Affari di famiglia non dichiarati: mezzo governo non è trasparente
Non c’è obbligo di legge che tenga. Mezzo governo Draghi non vuole aprire bocca sugli affari portati avanti dai familiari più stretti. I ministri, i sottosegretari e pure i commissari governativi, entro 90 giorni dall’assunzione della carica, sono obbligati a comunicare se loro, i loro coniugi o i loro parenti entro il secondo grado sono titolari di imprese, hanno partecipazioni in qualche società o hanno fatto investimenti particolari. Sono tutte quelle situazioni in cui un intervento o l’omissione di un atto governativo, utile a incidere su tali patrimoni, potrebbe far scattare un conflitto di interessi. Ma niente.

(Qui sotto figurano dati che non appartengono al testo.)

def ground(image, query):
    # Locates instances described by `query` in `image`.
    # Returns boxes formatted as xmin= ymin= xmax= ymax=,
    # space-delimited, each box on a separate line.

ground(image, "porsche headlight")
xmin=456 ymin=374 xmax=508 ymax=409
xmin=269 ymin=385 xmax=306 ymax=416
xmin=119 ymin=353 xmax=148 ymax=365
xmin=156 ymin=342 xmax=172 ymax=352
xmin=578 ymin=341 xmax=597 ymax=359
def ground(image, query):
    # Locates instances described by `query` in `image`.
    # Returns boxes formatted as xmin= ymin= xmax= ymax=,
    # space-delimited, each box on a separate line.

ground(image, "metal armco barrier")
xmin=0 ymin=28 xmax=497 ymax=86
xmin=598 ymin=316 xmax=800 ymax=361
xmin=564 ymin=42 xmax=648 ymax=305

All’Autorità garante della concorrenza e del mercato, che si occupa di vigilare su eventuali conflitti, sono state consegnate soltanto 133 dichiarazioni dei familiari dei titolari di cariche di governo e di altre 135 non ce n’è traccia. Lo evidenzia il presidente dell’Antitrust, Roberto Rustichelli, nell’apposita relazione consegnata alla Camera dei deputati, specificando che le informazioni necessarie l’Autorità può comunque recuperarle, ma con un lavoro che «comporta indubbiamente una non trascurabile perdita di efficienza e di efficacia delle attività di controllo».
Senza considerare i «non trascurabili rischi di incompletezza e l’intempestività dei risultati così raccolti». Per l’Antitrust va cambiata la legge. Quelle dichiarazioni sono infatti un obbligo giuridico ma, nel caso in cui non vengano presentate dai familiari dei titolari di carica, non scatta alcuna sanzione e in troppi fanno orecchie da mercante.